Avec un gémissement étouffé, il dégrafe mon soutiengorge
sans effort, sans maladresse ni tâtonnement.
Ses gestes ont une grâce, une perfection infinies.
Un peu trop, peut-être.
Sa respiration est haletante et ses yeux cherchent les
miens avec cette expression tendue, concentrée que je
connais si bien.
Je le repousse.
– Qu’y a-t-il ?
– Rien.
Je lui tourne le dos et rajuste mon tee-shirt. Heureusement
qu’il m’a appris à dissimuler mes pensées, la seule
façon que j’aie de lui mentir.
Il se relève et arpente la chambre, me privant de ses
enivrantes caresses et de la chaleur de son regard. Il s’arrête
enfin, et je m’attends à ce qui va suivre. Nous en avons
parlé mille fois.
– Écoute, Ever, je ne veux pas de te bousculer, je
t’assure. Mais il va bien falloir que tu t’y fasses et que tu
m’acceptes tel que je suis. Je peux matérialiser tout ce que
tu désires, t’envoyer des pensées et des images par télépathie
quand nous sommes séparés, t’emmener dans l’Été
perpétuel si tu en as envie. Mais je suis incapable de modifier
le passé. Le passé est le passé.
Je détourne la tête. J’ai honte. Je n’arrive pas à dissimuler
mes jalousies ni à surmonter mes faiblesses, qui sont
si transparentes, si évidentes qu’il ne sert à rien de les
camoufler derrière un bouclier psychique. Voilà six siècles
que Damen étudie la nature humaine – y compris mon
comportement – et moi, dix-sept ans à peine.

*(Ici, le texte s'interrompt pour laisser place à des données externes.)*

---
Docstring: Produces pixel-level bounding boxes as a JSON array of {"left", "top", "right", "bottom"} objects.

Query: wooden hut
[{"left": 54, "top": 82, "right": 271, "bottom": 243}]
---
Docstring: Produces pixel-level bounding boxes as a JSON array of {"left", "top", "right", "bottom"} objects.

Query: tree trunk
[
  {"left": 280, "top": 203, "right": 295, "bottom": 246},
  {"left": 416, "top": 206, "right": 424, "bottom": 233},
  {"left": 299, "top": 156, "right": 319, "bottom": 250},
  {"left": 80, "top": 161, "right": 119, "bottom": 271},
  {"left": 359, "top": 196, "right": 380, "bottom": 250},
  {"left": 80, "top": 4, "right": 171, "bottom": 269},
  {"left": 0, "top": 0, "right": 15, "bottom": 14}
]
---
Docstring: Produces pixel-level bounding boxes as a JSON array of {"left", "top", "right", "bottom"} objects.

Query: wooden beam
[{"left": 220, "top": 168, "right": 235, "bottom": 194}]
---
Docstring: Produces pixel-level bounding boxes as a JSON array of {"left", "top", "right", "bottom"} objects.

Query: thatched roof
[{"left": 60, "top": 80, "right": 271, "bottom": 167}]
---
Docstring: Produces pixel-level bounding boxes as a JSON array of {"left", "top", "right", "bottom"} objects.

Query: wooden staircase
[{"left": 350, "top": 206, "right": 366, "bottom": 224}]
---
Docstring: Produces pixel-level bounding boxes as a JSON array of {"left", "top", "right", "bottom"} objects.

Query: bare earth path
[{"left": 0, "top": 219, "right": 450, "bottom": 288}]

Je triture un coin de mon oreiller.
– J’ai juste... J’ai besoin d’un peu de temps pour
m’habituer.
Dire que moins de trois semaines plus tôt j’ai tué son
ex-femme, lui ai avoué mon amour et ai scellé mon destin
en devenant immortelle !
Damen pince les lèvres d’un air de doute. Nous sommes
à un mètre à peine l’un de l’autre, mais on dirait qu’un
abîme nous sépare.
– Je parle de cette vie-ci, je reprends d’une voix aiguë
et précipitée, m’efforçant de briser le silence et de détendre
l’atmosphère. Et si je fais l’impasse sur mes vies passées,
c’est la seule expérience que j’ai. Il me faut encore un peu
de temps, d’accord ?
Je soupire de soulagement lorsqu’il s’assoit près de moi
et effleure du doigt l’endroit où se trouvait ma cicatrice.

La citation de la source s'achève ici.